Dan Donahue bio photo

Dan Donahue

Musician. Traveler. Programmer.

LinkedIn Github Stackoverflow

In most applications, developers use integers as their primary keys. And why not? They're dead simple. Most databases have a mechanism with which they can auto-generate these ids, they're a native language construct in every language imaginable and they work. They're also small data types - 4 bytes for an integer - so they don't take up too much space and perform slightly faster when you query.

GUIDs, however, have some benefits that are hard to ignore. And in fact, when building a system with disparate services that are autonomous, it's actually easier to use them than what you're used to. Allow me to explain.

The biggest benefit from a service-oriented standpoint is that they are generated on the client rather than the server. This means you don't have to go to the database to get the next available id. That's quite important. When your data is organized into discrete services, it's quite often the case that the data which makes up a concrete, real world entity is split up between different services. As an example, take the often used Order object in an ecommerce system. In a service-oriented architecture, it could be the case that the shipping address belongs to the Shipping service and the billing address and credit card details belong to the Billing service. And while we will not make a foreign key reference to the data in another BC, you will need an identifier that lets you know that you're working with the same concrete concept/entity in both subsytems. That's where client id generation comes in handy.

Another nice benefit of GUIDs is right in the name - they are GLOBALLY unique. That means that the id given to an entity in your system is globally unique to that entity, not just other entities of the same type. In concrete terms, imagine you have an Order with id = 1 and a Product with id = 1. That happens fairly frequently. Not the case when using GUIDs. Your order will have an id that is unique throughout the entirety of the system. That is useful. Anywhere that GUID is in your data, you can trace it back to the exact entity that it relates to. There's no chance of seeing an id = 5 and needing extra information to determine WHICH entity type it is referring to.
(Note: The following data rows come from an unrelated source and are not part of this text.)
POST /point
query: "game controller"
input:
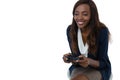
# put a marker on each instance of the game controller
(73, 58)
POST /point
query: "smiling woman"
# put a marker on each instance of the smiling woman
(88, 38)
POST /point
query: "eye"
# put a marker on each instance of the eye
(85, 14)
(76, 14)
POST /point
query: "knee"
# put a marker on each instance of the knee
(79, 77)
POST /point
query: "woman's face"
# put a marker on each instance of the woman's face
(82, 15)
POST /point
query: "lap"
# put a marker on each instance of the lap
(91, 74)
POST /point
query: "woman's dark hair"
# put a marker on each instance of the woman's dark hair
(95, 25)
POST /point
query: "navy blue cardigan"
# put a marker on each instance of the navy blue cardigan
(102, 54)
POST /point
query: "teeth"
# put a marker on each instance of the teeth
(80, 22)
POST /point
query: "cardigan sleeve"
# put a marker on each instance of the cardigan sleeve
(103, 49)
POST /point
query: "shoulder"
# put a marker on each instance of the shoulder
(104, 30)
(68, 29)
(103, 34)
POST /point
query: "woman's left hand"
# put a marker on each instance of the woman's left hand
(83, 61)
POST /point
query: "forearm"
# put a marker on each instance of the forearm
(93, 63)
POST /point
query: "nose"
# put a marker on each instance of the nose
(80, 17)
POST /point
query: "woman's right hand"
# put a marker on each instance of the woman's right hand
(65, 59)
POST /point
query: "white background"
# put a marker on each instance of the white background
(33, 37)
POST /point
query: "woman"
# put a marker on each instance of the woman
(88, 39)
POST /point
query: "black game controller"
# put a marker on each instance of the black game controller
(73, 58)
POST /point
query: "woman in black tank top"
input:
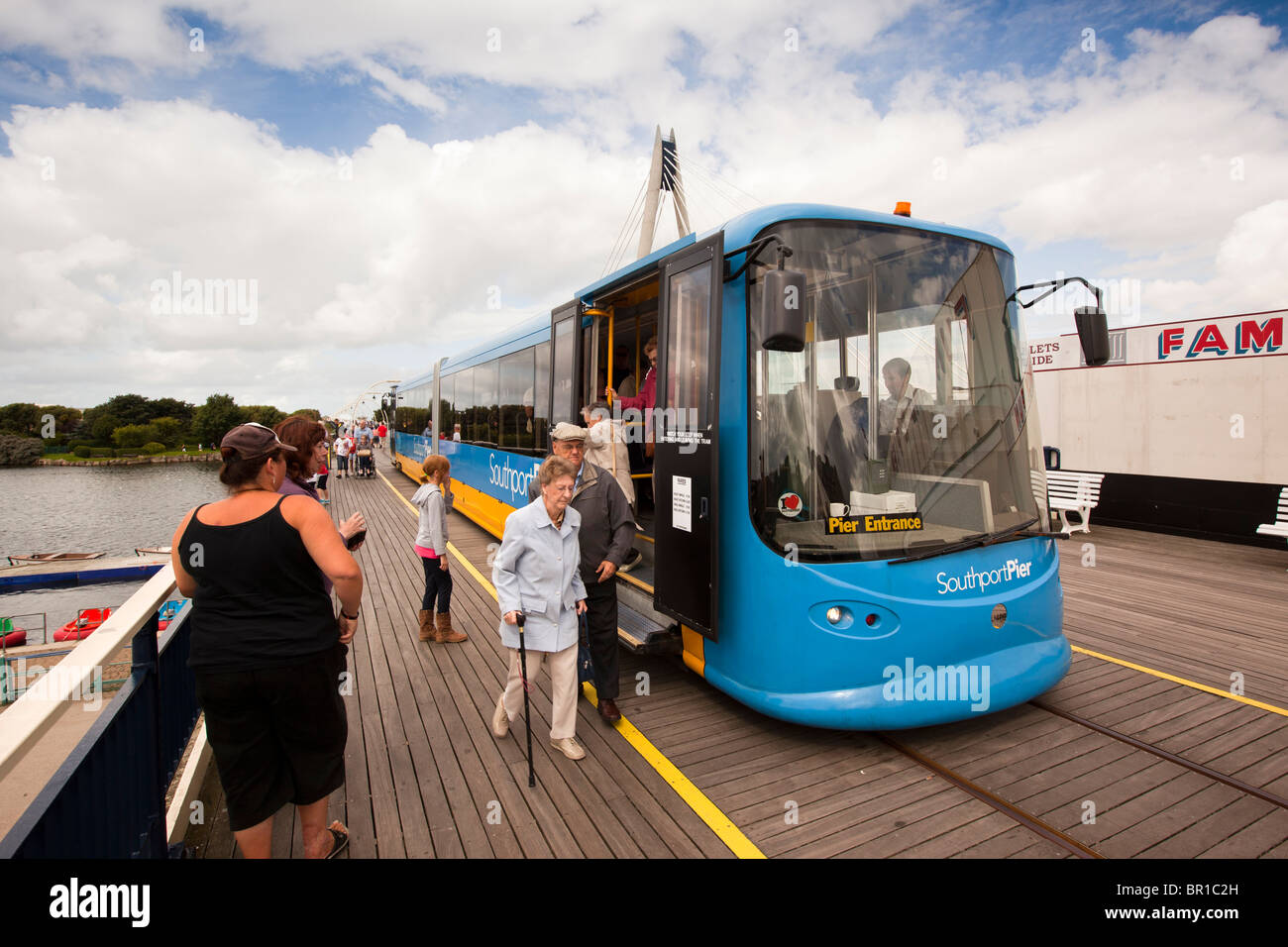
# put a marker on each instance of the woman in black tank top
(267, 647)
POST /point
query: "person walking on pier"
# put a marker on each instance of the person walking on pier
(343, 447)
(606, 530)
(267, 648)
(308, 442)
(434, 499)
(536, 573)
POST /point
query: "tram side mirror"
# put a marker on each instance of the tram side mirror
(782, 311)
(1093, 334)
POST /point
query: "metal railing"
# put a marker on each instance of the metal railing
(107, 800)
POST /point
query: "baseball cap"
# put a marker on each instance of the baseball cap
(252, 441)
(568, 432)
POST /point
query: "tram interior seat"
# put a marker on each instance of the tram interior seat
(965, 504)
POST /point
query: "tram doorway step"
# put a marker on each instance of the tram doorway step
(643, 635)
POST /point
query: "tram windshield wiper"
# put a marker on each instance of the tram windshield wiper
(980, 539)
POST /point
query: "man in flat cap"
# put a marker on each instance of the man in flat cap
(606, 530)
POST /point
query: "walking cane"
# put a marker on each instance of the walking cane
(527, 712)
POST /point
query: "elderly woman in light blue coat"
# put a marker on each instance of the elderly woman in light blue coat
(536, 573)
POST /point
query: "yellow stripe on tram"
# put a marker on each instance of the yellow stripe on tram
(1197, 685)
(695, 797)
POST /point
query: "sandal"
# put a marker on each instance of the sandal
(339, 838)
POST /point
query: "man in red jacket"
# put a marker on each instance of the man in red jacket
(647, 398)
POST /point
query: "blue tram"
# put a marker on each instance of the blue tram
(841, 482)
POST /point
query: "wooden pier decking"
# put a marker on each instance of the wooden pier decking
(426, 777)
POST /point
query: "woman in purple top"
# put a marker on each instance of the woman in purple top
(308, 438)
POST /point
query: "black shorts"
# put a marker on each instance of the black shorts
(277, 733)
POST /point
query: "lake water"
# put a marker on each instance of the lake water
(91, 509)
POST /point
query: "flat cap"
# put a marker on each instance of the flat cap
(568, 432)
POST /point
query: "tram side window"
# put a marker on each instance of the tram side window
(541, 398)
(413, 408)
(446, 394)
(688, 347)
(562, 377)
(487, 421)
(464, 410)
(516, 401)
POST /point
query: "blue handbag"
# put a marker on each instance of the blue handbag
(585, 665)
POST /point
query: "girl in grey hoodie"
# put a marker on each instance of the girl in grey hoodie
(433, 500)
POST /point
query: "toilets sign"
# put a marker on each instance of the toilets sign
(1229, 337)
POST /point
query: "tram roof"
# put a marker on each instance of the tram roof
(738, 231)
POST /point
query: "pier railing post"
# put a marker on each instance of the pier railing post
(145, 669)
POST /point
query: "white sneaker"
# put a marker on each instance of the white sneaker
(570, 748)
(500, 719)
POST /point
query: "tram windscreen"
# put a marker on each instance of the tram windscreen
(909, 421)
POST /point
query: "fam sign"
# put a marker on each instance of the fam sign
(1229, 337)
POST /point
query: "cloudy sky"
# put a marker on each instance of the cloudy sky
(385, 183)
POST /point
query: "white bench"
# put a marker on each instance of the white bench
(1280, 526)
(1073, 492)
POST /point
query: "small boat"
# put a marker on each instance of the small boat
(85, 621)
(168, 611)
(12, 635)
(37, 558)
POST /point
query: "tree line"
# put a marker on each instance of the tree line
(125, 424)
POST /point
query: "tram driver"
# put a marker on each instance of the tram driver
(905, 425)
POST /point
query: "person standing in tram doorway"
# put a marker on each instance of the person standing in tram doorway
(606, 530)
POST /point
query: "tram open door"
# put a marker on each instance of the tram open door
(686, 460)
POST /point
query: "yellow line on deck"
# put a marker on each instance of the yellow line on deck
(695, 797)
(1184, 681)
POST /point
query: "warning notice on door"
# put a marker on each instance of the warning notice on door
(682, 502)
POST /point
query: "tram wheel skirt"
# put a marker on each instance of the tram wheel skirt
(917, 694)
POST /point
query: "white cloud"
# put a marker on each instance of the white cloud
(1170, 158)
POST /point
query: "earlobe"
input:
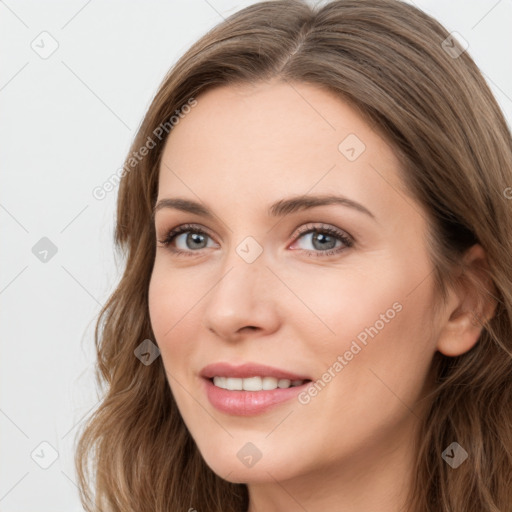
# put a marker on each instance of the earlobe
(469, 307)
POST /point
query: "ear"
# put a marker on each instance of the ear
(469, 306)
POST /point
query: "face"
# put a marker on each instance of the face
(329, 301)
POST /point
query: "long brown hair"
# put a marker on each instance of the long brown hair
(412, 81)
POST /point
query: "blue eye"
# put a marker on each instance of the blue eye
(323, 237)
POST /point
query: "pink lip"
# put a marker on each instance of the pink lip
(248, 403)
(248, 370)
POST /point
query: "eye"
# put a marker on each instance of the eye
(192, 237)
(326, 240)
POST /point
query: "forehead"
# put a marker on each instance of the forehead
(274, 139)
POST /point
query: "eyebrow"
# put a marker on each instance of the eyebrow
(278, 209)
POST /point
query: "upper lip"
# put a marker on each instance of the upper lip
(248, 370)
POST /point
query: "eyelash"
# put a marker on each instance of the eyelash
(185, 228)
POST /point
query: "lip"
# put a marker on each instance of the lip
(247, 370)
(248, 403)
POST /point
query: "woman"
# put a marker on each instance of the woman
(340, 338)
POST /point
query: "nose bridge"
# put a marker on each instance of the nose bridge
(242, 294)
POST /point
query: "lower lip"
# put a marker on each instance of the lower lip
(249, 403)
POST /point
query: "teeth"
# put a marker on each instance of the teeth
(254, 383)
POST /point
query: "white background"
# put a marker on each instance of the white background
(66, 125)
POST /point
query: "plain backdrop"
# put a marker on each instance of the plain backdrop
(67, 121)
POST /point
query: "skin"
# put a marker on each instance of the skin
(351, 447)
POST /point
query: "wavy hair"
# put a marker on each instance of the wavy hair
(409, 79)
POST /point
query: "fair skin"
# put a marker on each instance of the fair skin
(351, 447)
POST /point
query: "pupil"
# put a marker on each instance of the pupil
(195, 237)
(323, 239)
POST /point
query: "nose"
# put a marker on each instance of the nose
(244, 300)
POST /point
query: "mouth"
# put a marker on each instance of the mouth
(256, 383)
(250, 389)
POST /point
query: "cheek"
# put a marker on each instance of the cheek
(170, 306)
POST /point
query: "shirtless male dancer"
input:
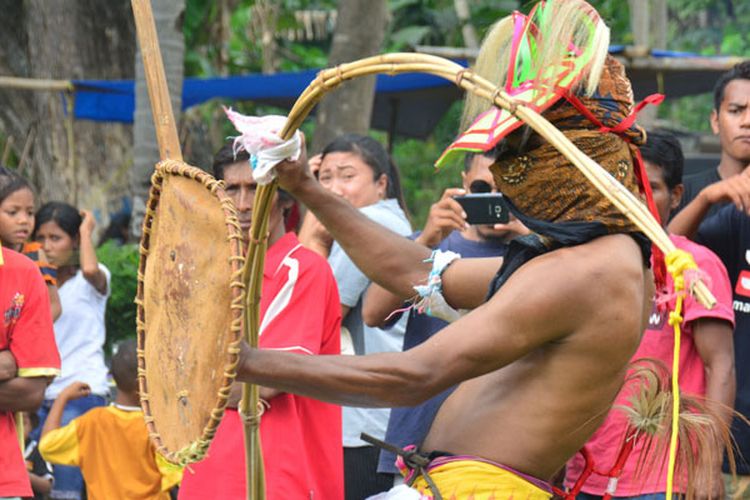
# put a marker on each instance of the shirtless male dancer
(540, 361)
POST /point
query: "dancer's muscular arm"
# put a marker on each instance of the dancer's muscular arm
(521, 317)
(385, 257)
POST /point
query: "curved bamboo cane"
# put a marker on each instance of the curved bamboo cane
(397, 63)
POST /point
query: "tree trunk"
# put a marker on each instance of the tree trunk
(360, 28)
(63, 40)
(168, 17)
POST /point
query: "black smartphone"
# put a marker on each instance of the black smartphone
(484, 208)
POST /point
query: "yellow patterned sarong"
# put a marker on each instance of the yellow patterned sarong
(461, 478)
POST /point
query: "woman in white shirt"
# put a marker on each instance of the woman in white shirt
(83, 283)
(358, 169)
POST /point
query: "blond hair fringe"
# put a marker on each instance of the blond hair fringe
(569, 21)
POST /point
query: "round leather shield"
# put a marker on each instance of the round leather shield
(189, 309)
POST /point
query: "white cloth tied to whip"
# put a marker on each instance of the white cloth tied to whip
(259, 136)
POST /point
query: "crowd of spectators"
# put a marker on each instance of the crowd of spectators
(66, 433)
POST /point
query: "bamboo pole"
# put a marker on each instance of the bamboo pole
(12, 82)
(26, 149)
(6, 150)
(156, 80)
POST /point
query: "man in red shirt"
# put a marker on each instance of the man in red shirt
(301, 437)
(28, 358)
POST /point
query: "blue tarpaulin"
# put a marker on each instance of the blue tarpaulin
(409, 104)
(107, 100)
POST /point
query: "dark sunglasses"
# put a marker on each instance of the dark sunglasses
(480, 186)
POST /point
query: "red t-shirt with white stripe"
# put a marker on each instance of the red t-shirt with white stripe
(25, 330)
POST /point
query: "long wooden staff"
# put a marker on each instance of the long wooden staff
(169, 148)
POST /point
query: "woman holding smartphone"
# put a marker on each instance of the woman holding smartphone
(66, 238)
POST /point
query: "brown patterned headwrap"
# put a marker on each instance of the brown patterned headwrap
(550, 195)
(544, 185)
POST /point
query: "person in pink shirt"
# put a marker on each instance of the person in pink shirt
(706, 357)
(300, 312)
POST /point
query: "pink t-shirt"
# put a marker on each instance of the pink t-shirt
(300, 437)
(658, 343)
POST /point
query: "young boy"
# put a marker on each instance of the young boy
(706, 355)
(110, 444)
(40, 471)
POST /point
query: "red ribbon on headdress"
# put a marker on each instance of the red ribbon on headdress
(660, 269)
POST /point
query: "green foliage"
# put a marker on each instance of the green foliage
(122, 262)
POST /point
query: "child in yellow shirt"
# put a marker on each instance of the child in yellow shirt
(110, 444)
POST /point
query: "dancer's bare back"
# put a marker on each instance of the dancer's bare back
(590, 302)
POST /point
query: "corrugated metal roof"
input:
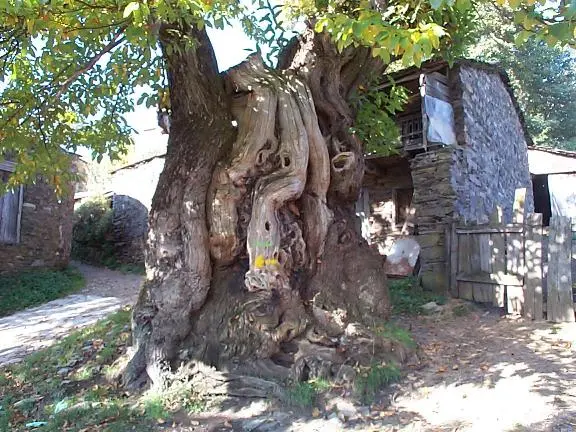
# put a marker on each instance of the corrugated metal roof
(551, 161)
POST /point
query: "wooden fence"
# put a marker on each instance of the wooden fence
(503, 264)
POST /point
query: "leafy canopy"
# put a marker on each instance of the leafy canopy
(70, 68)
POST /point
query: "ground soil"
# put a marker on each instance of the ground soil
(35, 328)
(480, 371)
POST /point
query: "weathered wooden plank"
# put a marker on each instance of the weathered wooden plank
(465, 290)
(560, 302)
(490, 278)
(437, 90)
(519, 205)
(533, 258)
(515, 300)
(515, 267)
(437, 76)
(424, 115)
(483, 229)
(498, 250)
(497, 217)
(552, 297)
(484, 292)
(453, 260)
(475, 263)
(9, 209)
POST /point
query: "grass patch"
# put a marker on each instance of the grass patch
(461, 310)
(304, 394)
(396, 333)
(30, 288)
(374, 378)
(407, 296)
(113, 264)
(67, 387)
(63, 386)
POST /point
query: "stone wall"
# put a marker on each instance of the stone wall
(134, 189)
(433, 205)
(45, 231)
(383, 177)
(491, 159)
(434, 195)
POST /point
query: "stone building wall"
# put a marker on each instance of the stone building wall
(491, 159)
(433, 205)
(380, 182)
(134, 188)
(45, 231)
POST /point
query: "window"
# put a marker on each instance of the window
(402, 204)
(10, 208)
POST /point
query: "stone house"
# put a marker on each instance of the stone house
(463, 153)
(132, 188)
(553, 174)
(35, 224)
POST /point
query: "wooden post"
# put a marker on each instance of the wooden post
(453, 260)
(498, 259)
(519, 205)
(515, 255)
(560, 301)
(533, 308)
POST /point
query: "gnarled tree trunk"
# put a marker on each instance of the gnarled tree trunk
(254, 261)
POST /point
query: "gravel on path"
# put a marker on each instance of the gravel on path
(32, 329)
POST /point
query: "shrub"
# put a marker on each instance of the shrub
(407, 296)
(92, 236)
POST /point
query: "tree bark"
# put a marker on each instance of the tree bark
(254, 261)
(178, 261)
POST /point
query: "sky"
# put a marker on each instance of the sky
(230, 46)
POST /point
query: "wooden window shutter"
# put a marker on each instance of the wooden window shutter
(10, 213)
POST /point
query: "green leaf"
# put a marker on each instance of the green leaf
(130, 8)
(522, 37)
(436, 4)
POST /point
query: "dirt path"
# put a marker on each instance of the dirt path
(38, 327)
(480, 373)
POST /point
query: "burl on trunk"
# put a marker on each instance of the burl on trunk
(254, 261)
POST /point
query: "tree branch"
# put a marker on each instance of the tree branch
(90, 64)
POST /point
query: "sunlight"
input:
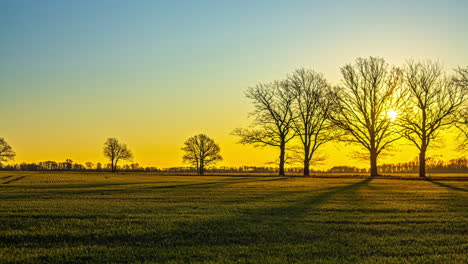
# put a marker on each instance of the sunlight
(392, 114)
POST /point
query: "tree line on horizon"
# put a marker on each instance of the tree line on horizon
(433, 165)
(374, 106)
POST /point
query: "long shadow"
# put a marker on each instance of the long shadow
(17, 179)
(219, 231)
(447, 186)
(66, 192)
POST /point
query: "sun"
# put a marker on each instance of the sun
(392, 114)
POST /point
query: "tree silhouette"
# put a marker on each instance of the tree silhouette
(201, 152)
(273, 121)
(432, 98)
(363, 100)
(6, 151)
(115, 151)
(312, 106)
(461, 118)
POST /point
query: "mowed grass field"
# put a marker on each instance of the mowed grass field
(137, 218)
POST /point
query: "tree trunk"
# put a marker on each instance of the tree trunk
(282, 155)
(306, 167)
(422, 162)
(373, 160)
(202, 169)
(306, 161)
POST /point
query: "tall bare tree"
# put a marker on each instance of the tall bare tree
(368, 92)
(312, 106)
(432, 99)
(461, 79)
(115, 151)
(6, 151)
(201, 151)
(273, 121)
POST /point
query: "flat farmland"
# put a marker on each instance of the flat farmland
(55, 217)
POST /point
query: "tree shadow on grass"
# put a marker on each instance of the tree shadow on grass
(16, 179)
(65, 192)
(447, 186)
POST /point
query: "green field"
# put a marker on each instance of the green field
(102, 217)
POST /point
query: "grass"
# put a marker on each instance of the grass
(143, 218)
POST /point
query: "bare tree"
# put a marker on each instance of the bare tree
(363, 101)
(461, 118)
(115, 151)
(432, 99)
(273, 121)
(312, 106)
(6, 152)
(201, 152)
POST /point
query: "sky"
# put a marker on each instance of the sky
(153, 73)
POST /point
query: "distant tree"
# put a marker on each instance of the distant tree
(273, 123)
(116, 151)
(201, 152)
(68, 164)
(432, 99)
(461, 118)
(367, 94)
(6, 152)
(312, 106)
(89, 165)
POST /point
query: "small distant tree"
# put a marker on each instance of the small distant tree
(6, 152)
(116, 151)
(432, 100)
(273, 123)
(201, 152)
(89, 165)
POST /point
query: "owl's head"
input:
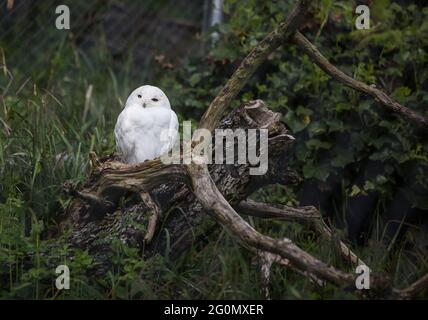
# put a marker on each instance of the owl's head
(148, 97)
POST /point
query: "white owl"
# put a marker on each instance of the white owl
(147, 127)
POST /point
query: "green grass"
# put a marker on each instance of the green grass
(46, 136)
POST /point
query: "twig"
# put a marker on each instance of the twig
(306, 215)
(250, 64)
(340, 76)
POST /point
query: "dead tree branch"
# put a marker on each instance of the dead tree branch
(309, 216)
(338, 75)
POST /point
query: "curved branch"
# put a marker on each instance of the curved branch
(214, 202)
(340, 76)
(250, 64)
(306, 215)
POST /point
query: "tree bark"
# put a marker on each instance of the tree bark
(108, 207)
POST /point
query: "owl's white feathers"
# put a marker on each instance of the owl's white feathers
(147, 127)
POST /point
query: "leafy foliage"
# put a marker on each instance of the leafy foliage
(50, 123)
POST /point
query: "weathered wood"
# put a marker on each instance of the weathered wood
(335, 73)
(182, 216)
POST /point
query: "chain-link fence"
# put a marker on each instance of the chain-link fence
(165, 31)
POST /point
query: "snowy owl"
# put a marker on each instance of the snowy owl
(147, 127)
A third benefit of using GUIDs is that as soon as data enters your system, you can identify it. This is not the case with db-generated ids. Until first save, you can have a new entity in your system that has no identity. That's a strange thing to think about. The flip side of the argument is that until it's saved, does it really exist? Discarding a GUID that you've generated is not a big deal. You're not really wasting something that you have such a large supply of. But think about most systems being developed. Before an Order is saved, it has no id. That's strange to think about. You can perform actions on an object living in the system that can't be identified. Sure - it doesn't often happen that way in practice, but it does seem to map more closely to the real world that an object in your system has identity from the moment it is born.

A few things to note. When people first hear about generating on the client, they have a few concerns. The first being the chance of collision - meaning the worry that the client may generate the same GUID twice. Taken from the wikipedia page on GUIDs, "Assuming uniform probability for simplicity and that every second, every person on earth generated one million GUIDs, it would statistically take far longer than the current age of the universe to generate two identical GUIDs." I feel pretty confident in that.

The other concern is that ints can perform better in JOINs when querying the database because they can be more easily indexed. This is true. But remember - if you've done SOA correctly, you won't be running JOINs on data outside of your autonomous service so this is negligible. And yes, they do take up more space in the database for sure, but space is pretty cheap these days.

So think about GUIDs for ids. They're not ONLY for databases that hold more data than your int/long data type can support. They're going to give you benefits which make moving to SOA much easier.